Les deux frégates et le brick se sont alors engagés dans le chenal l’un derrière l’autre, pour forcer le passage.

A 13h30, L’Andromaque passait devant l’Ariane. Le pilote de l’Ariane estimait qu’il y avait assez d’eau pour les frégates. Dans la passe, le pilote de l’Andromaque parlait de 6 à 7 brasses, soit 12 mètres de profondeur. A 15h, les navires français se trouvant très de l’Anglais, à portée de fusil, les deux divisions ouvrirent le feu de tous leurs canons. L’enseigne de vaisseau qui était censé connaître les lieux et avait pris le pilotage de l’Andromaque fut tué. Les premières volées de boulets de canons de l’Ariane avaient désemparés le vaisseau anglais qui a été obligé de battre en retraite et d’aller mouiller pendant trois heures pour réparer son mât de hune et ses avaries. Mais les frégates françaises, au lieu de se rabattre vers le centre du chenal, préférèrent rester près de la côte pour se tenir le plus loin possible du Nothumberland. Hélas, la marée étant alors descendante, les heuteurs d’eau n’étaient plus, et de loin, ce quelles auraient dû être…

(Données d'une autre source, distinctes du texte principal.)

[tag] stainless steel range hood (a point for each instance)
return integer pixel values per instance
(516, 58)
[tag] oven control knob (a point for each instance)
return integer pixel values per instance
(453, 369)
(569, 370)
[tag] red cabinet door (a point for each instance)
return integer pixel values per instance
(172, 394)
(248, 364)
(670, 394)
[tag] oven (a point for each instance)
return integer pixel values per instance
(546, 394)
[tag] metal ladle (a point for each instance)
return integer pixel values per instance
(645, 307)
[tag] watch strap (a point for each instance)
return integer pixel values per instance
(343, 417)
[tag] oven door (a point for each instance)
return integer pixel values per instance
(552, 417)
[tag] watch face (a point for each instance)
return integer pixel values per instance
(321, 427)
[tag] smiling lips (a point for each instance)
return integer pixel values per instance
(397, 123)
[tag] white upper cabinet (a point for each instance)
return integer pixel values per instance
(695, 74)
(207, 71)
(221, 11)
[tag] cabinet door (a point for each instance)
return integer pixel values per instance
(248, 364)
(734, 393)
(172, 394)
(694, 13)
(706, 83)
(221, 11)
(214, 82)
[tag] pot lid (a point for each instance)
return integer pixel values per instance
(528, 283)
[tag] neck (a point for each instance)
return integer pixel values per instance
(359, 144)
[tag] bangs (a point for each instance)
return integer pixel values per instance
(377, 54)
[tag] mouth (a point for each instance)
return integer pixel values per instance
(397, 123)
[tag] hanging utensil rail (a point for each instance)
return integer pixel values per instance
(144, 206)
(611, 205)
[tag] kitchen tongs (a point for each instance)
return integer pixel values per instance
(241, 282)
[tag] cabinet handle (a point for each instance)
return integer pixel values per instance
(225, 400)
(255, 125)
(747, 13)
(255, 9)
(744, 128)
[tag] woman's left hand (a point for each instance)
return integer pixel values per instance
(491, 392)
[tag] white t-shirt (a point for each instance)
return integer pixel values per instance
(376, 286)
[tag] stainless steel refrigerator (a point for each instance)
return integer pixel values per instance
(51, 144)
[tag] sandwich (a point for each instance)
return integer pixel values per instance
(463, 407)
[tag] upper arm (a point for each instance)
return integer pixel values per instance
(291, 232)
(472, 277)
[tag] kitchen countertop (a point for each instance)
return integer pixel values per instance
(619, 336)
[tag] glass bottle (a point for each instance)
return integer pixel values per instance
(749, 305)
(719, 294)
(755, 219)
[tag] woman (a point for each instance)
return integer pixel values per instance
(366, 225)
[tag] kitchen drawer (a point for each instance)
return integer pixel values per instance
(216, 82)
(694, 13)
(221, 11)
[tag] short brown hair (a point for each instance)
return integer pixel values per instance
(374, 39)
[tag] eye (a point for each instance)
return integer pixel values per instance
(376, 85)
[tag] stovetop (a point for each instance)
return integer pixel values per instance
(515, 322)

A 16h, l’Ariane sondait 7,40 m, alors que son tirant d’eau était de 4,8 m. A ce moment, il fut signalé que l’on voyait la basse de Grasu sous le beaupré à tribord. Le navire se trouvait donc entre le rocher du Grasu et le plateau de Kerpape, au milieu d’un dédale de récifs extrêmement dangereux. L’Andromaque toucha la roche. L’Ariane lui vint sur tribord et toucha à son tour la roche. L’Andromaque sonda 6m à l’arrière et 4,5 m à l’avant (pour un tirant d’eau de 4,8 m).

Le Mamelouk passa sur tribord de l’Ariane et toucha la roche par tribord à une demi-longueur. Il jeta alors deux caronades à la mer pour s’alléger et tenter de se dégager. Les frégates donnèrent rapidement de la bande sur bâbord. Les canons et caronades de bâbord de l’Ariane furent jetés à la mer, avec du matériel. Mais c’était trop tard.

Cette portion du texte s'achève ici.